Sex hormone-binding globulin regulates glucose metabolism in human placental trophoblasts via cAMP/PKA/CREB1

Abstract

Aim: This study was conducted to investigate the effects of sex hormone-binding globulin (SHBG) on glucose metabolism and insulin resistance in human placental trophoblasts and involvement of the cAMP/PKA/CREB1 signaling pathway in these effects. Methods: An insulin resistance cell model of human trophoblasts was established.
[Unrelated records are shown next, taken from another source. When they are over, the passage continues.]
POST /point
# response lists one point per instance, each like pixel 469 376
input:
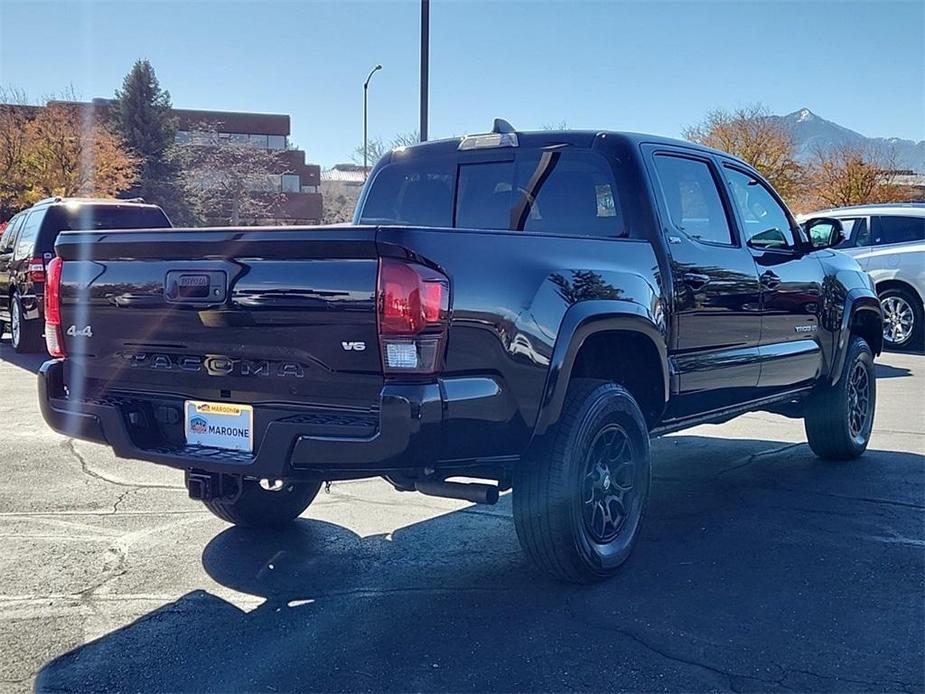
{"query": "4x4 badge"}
pixel 83 332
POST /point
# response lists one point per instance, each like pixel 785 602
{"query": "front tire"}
pixel 256 507
pixel 580 498
pixel 839 418
pixel 903 320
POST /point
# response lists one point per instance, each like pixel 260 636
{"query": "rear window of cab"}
pixel 555 191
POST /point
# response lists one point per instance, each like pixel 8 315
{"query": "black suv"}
pixel 29 243
pixel 524 309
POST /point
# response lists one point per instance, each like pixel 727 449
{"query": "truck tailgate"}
pixel 255 316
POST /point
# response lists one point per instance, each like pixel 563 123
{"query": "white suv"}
pixel 889 242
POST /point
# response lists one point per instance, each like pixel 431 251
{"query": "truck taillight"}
pixel 37 270
pixel 413 306
pixel 54 337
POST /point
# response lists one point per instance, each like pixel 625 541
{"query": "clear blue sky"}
pixel 653 66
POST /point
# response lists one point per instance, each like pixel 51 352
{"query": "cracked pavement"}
pixel 759 569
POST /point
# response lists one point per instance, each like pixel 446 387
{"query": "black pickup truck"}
pixel 508 311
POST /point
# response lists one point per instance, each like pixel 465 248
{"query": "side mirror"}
pixel 824 232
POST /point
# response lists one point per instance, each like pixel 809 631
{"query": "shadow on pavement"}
pixel 29 362
pixel 760 568
pixel 885 371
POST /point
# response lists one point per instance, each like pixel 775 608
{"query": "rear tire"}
pixel 839 419
pixel 580 498
pixel 256 507
pixel 25 335
pixel 903 319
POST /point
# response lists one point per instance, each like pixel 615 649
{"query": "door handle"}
pixel 769 280
pixel 695 281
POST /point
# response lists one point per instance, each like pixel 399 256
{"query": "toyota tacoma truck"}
pixel 508 311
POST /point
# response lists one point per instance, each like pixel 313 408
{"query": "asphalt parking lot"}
pixel 759 569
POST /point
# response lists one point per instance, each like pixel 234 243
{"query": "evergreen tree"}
pixel 142 115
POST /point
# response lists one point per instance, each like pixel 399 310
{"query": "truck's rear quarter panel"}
pixel 510 292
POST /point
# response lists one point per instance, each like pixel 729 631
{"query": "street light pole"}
pixel 365 109
pixel 425 64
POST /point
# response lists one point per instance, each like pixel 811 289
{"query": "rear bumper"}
pixel 405 435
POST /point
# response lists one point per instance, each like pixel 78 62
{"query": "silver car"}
pixel 889 242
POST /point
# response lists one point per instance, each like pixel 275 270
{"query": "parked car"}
pixel 889 243
pixel 28 246
pixel 525 309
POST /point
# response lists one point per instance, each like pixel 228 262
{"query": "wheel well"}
pixel 627 358
pixel 867 324
pixel 898 284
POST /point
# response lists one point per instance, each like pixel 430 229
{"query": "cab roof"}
pixel 537 139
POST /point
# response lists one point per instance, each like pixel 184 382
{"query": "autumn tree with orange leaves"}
pixel 752 135
pixel 58 149
pixel 853 175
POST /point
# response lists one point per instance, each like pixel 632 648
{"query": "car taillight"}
pixel 413 305
pixel 54 337
pixel 37 270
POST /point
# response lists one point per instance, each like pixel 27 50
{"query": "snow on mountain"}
pixel 810 132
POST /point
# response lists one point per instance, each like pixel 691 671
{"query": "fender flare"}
pixel 581 321
pixel 856 301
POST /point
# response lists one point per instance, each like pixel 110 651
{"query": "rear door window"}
pixel 9 236
pixel 692 198
pixel 896 229
pixel 856 232
pixel 25 242
pixel 767 224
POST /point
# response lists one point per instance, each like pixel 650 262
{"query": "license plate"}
pixel 219 425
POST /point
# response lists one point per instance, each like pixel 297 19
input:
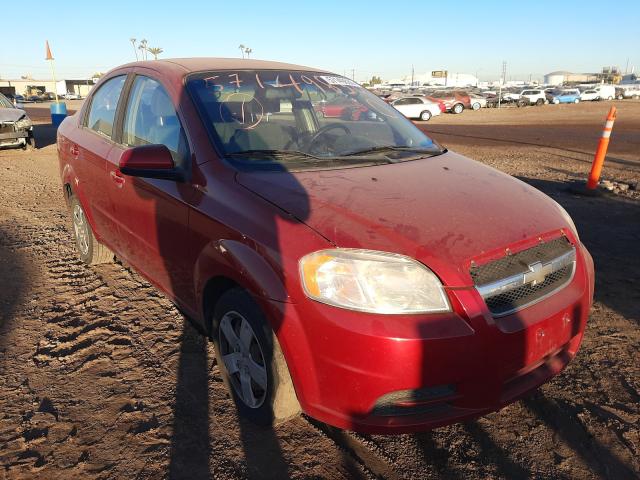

An SHBG-overexpression plasmid was transfected into these cells, and the expression of glucose transporter 1 (GLUT1), CREB and p-CREB was detected and analyzed in normal cells, model cells and all groups of transfected cells by real-time PCR and western blotting; cAMP, PKA, glucose consumption and pyruvic acid levels were also detected. Results: Among the four groups, there was no significant difference in the expression of CREB mRNA or GLUT1 mRNA (P > 0.05); however, CREB, p-CREB, GLUT1 protein, cAMP and PKA showed low expression (P < 0.05) and cell glucose consumption and pyruvate production were decreased (P < 0.05) in the model group, compared to the normal group. SHBG overexpression in insulin-resistant cells partially increased the levels of p-CREB, GLUT1, cAMP and PKA (P < 0.05). Intracellular glucose consumption and pyruvate production were nearly restored to the levels observed in cells from the normal group. Conclusion: Sex hormone-binding globulin regulates GLUT1 expression via the cAMP/PKA/CREB1 pathway and affects glucose transport in the placenta, which can induce insulin resistance and gestational diabetes.